Mr. Hegek gave her a real smile. “That would be most welcome, Mrs. Shin. I’d appreciate hearing your reaction to the new lessons.”
“I’m sure you will.”
---
Mahrree sat down the next afternoon when her children were napping, filled with eager anticipation to begin studying the thick stack of papers.
She got as far as page three before she fell asleep.
And she wasn’t even that tired.
That evening she asked Perrin to read it without telling him about her failure to endure all sixty-two pages. He got to page two before he began rubbing his eyes.
“What is this?” he exclaimed, tossing it on the table. He picked it back up and read in his most official voice. “‘Resolved: That the youngest children, youngest being those who turn six by the appropriate date established by the Director of Instruction or the local Director of School Regions, whichever authority is recognized at the date of inception of school during that present year, shall be taught in the methods and facts of numerals wh
ich designate values to assigned qualities, and the grouping of such numerals and the removal of such numerals.’”

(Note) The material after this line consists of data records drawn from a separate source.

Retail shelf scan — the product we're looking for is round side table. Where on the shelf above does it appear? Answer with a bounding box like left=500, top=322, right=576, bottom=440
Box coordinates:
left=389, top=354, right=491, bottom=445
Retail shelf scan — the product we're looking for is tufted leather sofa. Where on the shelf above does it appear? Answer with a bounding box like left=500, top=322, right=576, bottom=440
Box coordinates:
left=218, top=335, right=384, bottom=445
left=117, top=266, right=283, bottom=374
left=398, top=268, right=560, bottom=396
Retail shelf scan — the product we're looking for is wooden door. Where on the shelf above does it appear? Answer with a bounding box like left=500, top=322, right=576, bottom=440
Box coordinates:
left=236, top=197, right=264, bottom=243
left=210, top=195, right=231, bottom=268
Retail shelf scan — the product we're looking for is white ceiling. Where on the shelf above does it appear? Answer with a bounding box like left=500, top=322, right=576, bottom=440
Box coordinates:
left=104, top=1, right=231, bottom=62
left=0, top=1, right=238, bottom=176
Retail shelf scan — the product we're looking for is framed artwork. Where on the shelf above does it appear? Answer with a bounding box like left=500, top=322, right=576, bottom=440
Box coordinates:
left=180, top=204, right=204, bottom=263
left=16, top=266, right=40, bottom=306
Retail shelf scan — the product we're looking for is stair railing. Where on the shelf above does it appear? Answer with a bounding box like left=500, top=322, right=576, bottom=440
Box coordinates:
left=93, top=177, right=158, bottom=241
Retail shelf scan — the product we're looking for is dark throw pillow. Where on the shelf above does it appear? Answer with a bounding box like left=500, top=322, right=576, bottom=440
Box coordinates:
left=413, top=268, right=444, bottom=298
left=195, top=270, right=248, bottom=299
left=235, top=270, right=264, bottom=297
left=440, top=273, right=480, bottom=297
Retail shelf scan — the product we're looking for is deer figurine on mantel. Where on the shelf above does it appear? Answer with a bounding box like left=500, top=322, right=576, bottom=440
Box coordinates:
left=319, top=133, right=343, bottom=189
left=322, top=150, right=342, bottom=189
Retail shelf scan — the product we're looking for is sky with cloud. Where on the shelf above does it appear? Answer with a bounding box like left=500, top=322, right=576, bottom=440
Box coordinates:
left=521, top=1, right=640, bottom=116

He threw the pages on the table in disgust and gave her a look that demanded explanation.
She had one. It had taken her a few minutes, but by her fifth attempt she began to understand. “I think it means, ‘Six year-olds will learn how to add and subtract numbers.’”
Perrin picked up the papers again and read through the sentence with battling subjects once more He slowly shook his head. “Then why not just say that?”
“I was hoping you could tell me.” Mahrree sat down across from him. “You speak Idumean, don’t you? Skip to page three, at the bottom. That one’s my favorite. Then again, that’s only as far as I’ve read,” she admitted.
Perrin turned the pages and cleared his throat. “I feel like I should be wearing a red coat and some ruffles . . . ah, here we go. ‘Resolved—’” He stopped. “What’s with this ‘resolved’ nonsense? All right, I know, I know—just read it. ‘Resolved: that the upper level students, those being students within the ages of fourteen and seventeen, including those that turn seventeen within the school year but have not yet completed the full educational program, therefore remaining in the school until it terminates for the school year—’”
Perrin paused to catch his breath and roll his eyes.
“‘—will be instructed in the memorization and commitment to the mind of facts—’ don’t those phrases mean the same thing?”
Mahrree nodded. “But you’ll never finish the sentence at this rate,” she pointed out.
He shrugged in acknowledgment. “‘—of facts concerning all matters of historical significance, whether real or perceived—’”
He raised his eyebrows at her.
She motioned for him to keep going and yawned dramatically.
He grinned and continued. “‘—whether real or perceived, but rather focusing on those matters more real such that the students may recall the issues committed to memory in a comprehensive and all encompassing—’”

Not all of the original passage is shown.